Según la última edición del Libro Blanco de la Visión en España, editado por el Consejo General de Ópticos-Optometristas y la asociación Visión y Vida, el 7,4% de la población de nuestro país entre 12 y 65 años utiliza lentillas. Esto quiere decir que 2,5 millones de personas hacen uso de este método de compensación visual.

Las principales razones para empezar a utilizarlas, como refleja un estudio realizado por GFK en 2016, son en un 48% de los casos motivos estéticos, en un 35% la comodidad, en un 26% un mejor campo de visión y un 8% las elige para practicar deporte. Sin embargo, entre quienes no han usado nunca lentes de contacto existen una serie de falsos mitos con los que es necesario romper.

No me irán bien. Mucha gente no sabe si puede utilizarlas o nunca se las han recomendado, pero lo cierto es que casi todo el mundo puede usar lentillas, siempre que un óptico-optometrista realice una selección y adaptación personalizada.

No son cómodas. Los nuevos materiales y geometrías utilizados en la fabricación de lentes de contacto, unido a las nuevas tecnologías empleadas para su adaptación personalizada a cada paciente, su alta hidratación y la posibilidad de lentillas diarias, semanales o mensuales, han incrementado su comodidad de porte y, por supuesto, su sencillez en la utilización.

Su mantenimiento lleva mucho tiempo. Depende del tipo de lentilla y de su uso, pero con los productos específicos que existen actualmente es un proceso rápido y fácil.

No corrigen la vista como las gafas. Es un mito absolutamente falso. Las lentillas corrigen todos los problemas visuales principales, como miopía, hipermetropía, astigmatismo o vista cansada (presbicia).

No pueden usarlas niños ni adolescentes. No hay ninguna edad mínima recomendada para empezar a utilizar lentes de contacto. La decisión depende más de la personalidad del niño y de su situación. El óptico-optometrista valorará si tiene suficiente responsabilidad para llevarlas y cuidarlas cada día, si se trata de una cuestión puramente estética o si se van a utilizar como un medio de la terapia visual infantil para la ambliopía.

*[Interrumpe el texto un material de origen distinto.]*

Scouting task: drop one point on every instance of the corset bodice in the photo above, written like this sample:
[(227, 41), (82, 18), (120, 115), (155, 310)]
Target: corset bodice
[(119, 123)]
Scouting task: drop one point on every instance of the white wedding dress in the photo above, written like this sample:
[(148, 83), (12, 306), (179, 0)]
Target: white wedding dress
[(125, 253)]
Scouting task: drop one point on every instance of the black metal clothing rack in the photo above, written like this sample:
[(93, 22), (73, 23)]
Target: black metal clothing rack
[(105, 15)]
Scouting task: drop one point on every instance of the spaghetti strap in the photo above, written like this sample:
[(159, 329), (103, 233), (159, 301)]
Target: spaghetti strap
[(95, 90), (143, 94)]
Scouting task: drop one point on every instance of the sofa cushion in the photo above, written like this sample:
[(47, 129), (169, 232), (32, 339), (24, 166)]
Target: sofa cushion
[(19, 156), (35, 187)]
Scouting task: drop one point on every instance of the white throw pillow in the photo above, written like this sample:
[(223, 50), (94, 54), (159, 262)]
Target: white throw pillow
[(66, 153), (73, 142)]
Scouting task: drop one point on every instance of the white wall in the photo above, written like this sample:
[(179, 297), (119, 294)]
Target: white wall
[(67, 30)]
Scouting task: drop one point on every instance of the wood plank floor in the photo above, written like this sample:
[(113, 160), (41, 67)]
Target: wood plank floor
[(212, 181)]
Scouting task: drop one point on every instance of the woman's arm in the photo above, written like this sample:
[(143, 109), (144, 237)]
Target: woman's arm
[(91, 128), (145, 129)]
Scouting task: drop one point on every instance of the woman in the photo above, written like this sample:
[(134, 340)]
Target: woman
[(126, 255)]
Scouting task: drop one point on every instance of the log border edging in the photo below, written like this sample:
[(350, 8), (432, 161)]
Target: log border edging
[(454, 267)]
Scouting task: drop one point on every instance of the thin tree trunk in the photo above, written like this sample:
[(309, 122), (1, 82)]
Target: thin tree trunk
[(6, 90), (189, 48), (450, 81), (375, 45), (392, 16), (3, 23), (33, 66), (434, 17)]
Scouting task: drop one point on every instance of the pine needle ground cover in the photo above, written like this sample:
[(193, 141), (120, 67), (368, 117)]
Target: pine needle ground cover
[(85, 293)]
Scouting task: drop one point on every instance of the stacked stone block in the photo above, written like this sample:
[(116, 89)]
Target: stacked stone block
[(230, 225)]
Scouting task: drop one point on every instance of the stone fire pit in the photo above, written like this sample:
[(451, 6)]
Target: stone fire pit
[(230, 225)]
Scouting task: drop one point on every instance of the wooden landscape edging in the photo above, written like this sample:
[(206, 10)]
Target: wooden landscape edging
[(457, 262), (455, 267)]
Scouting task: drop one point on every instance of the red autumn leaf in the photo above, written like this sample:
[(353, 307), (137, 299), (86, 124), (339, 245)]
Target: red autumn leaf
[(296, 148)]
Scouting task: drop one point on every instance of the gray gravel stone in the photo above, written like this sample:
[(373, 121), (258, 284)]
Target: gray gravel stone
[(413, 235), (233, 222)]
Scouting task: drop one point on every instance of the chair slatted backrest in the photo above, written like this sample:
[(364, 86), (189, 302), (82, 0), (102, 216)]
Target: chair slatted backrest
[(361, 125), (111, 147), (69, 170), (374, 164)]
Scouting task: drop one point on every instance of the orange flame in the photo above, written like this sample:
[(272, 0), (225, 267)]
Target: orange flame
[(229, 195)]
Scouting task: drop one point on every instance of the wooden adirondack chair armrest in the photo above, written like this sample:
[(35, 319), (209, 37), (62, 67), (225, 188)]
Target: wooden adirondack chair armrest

Se pueden perder detrás del ojo. Esto es físicamente imposible. La superficie ocular posee una membrana muy fina, la córnea, que tiene cinco capas bien diferenciadas que cubren el ojo y que conecta con la zona interior del párpado. Por tanto, es imposible que la lente se mueva más allá de la parte frontal del ojo.

Aparecen más infecciones al usarlas. El uso normal de lentes de contacto no produce infecciones, pero descuidar las medidas de limpieza y desinfección puede llegar a producir una infección de córnea. Por eso, hay que seguir a rajatabla las indicaciones de limpieza y mantenimiento del fabricante y el consejo del óptico-optometrista. Si esto se cumple, nunca deberíamos sufrir una infección ocular producida por el uso inadecuado de las lentes. Además, si se utilizan lentes desechables, sobre todo de reemplazo diario, el riesgo de infección prácticamente desaparece.

En cualquier caso, si es la primera vez que se utilizan lentillas, los ojos necesitarán un poco de tiempo para adaptarse, y siempre se deberán seguir las pautas de higiene y los consejos recomendados por el profesional de salud visual.